I'm not convinced that the labs are able to justify their race behaviour because they have access to alignment research. It seems to me that the race is justified by money, gestures to national security, or a vague bias towards building rather than some guarantee that this technology helps humanity. If AI stops making obvious mistakes, it might become slightly harder to galvanise public support for a pause, but I doubt overall it would have a high impact on the trajectory of the technology.

I think of the push towards AI safety companies as improving access to capital, information, and integration for safety work. The ability to integrate monitoring solutions into sensitive industries, catch jailbreaks at runtime, or continually evaluate models is extremely valuable, and I claim that this is easier to do using a for-profit model.

[-]MichaelDickens2mo50

So far, AI safety companies have a very bad track record of sticking to their guns on safety. They almost inevitably devolve into making things worse. Not to say it's impossible for a good AI safety startup to exist, but I would be EXTREMELY wary of any startup in the space, and they would need to clear a very high bar to demonstrate their integrity and why their "AI safety for profit" plan is going to work when it failed so many times before.

[-]LTM1mo20

This is a sentiment that I've heard often when discussing AI safety for-profits; that they often abandon their original mission in favour of a neutral or actively harmful objective. I am not aware of enough examples to treat this as an established pattern.

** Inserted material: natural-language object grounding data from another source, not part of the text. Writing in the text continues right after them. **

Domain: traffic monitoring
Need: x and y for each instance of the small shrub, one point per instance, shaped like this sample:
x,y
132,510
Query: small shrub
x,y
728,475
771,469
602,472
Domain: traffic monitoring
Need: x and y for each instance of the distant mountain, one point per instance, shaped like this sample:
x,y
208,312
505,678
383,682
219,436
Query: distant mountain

Anthropic is the strongest example, starting explicitly as a safety company and now clearly accelerating the frontier. However, they have used their position to recently advocate for restricted use of autonomous weapons and a curtailment of mass surveillance. Anthropic shows that this kind of influence is possible (although whether they have been net positive is a more complicated question). I am not aware of enough examples of AI safety for profit startups being derailed to agree that this is a structural flaw we should treat as disqualifying.

By some estimates the ratio of AI safety to capabilities funding is roughly 1:250. In this kind of situation, it seems less important to find approaches which are likely not net negative (such as many AI safety research orgs) and more important to find approaches which could be strongly net positive. As I outlined, I think that poor alignment exists in research and advocacy orgs as well and that for-profits are not uniquely pre-disposed to harmful effects. I believe that there is a significant cost to being so risk-averse about a whole category of intervention.

I'm curious about your thoughts on:

Evidence for frequent failures of AI safety startups. Many people I have spoken to believe this, although I don't see the examples I would expect to. (Depending on your views of frontier labs, these may be a small number of failures which nevertheless give the for-profit structure a strongly net negative impact. However, this specific accelerationist failure mode might be unique to the lab structure rather than companies in aggregate?)
How these ideas translate to research and advocacy orgs. What bar for integrity and clarity of plan should we demand from them? Non-profits have their own misalignment pressures, and I'm not sure the bar applied to them is equally demanding.